Bayan shook his head just as Hanna touched the border of one of the tapestries. “If we not defeat Bulkezu, then are we dead or slave. This war must we finish first. Let the church argue heresy after. Eagle.”
They all leaped, all but Breschius, looking as surprised and anxious as conspirators as they turned round to see her. The tapestry could not hide her now. Bayan had known she was there all along.
“Eagle,” he repeated, now that he had her attention. “At dawn you ride to King Henry.”
“Yes, Your Highness,” she said, barely able to get the words out. She had a sickly vision of her shrunken, blackened head dangling from the belt of a Quman warrior. Was Bayan sacrificing her because of what she’d heard? Or was this only a sop to his wife’s jealousy while they hatched their plans for the succession?
“Wife.” He rose to take Sapientia’s hand. The princess hadn’t moved. One of her stewards held a ceramic lamp, a rooster crowing a lick of flame, and the light softened her expression and made her black hair glisten like fine silk. “To you, this task. Ekkehard must ride at dawn with the Eagle.”

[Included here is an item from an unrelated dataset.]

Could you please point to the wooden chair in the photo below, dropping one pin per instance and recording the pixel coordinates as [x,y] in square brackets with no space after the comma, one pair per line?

“Is this wise?” demanded Sapientia.
“He and other prisoners must ride. We need no—what is this, Breschius, nothing to make our minds fall away from the war.”
“No distractions, Your Highness.”
“Yes, none of this thing which I cannot pronounce. Consider, how matters are desperate. The biscop is a godly woman, I know this. But she believes God come before war. Bulkezu waits not for God.” He indicated the altar and the wreath of candles burning there, the light of the Unities.
“But where do we send Ekkehard?”
“Let him go to the march of the Villams. There he can fight. There he will die or live, as God will it. He and his retinue can escort the Eagle so far, out of danger. She must to Henry go, and speak our trouble. But Ekkehard will I not have in Handelburg. That he is prisoner here makes strife in our camp. We have very bad of a situation. If King Henry send no reinforcements, if he not march east himself, then Bulkezu will burn all these lands. This is a hard truth. Maybe we can hold here for a while. If we have no strife in our army. If we have no dis—ah! No distraction.”
“It’s a good plan,” said Sapientia slowly as she considered his words. That was the great change Bayan had wrought in her; she had learned to think things over. “Ekkehard might still die, fighting the Quman, but that would be a better death for him than being executed for heresy. As a prisoner, his presence can only make things more difficult for us. Some will surely sympathize with his plight. He may still whisper his wicked words to the guards, and maybe there are some in the army who still believe him but lied about it at the trial because they did not want to get punished.”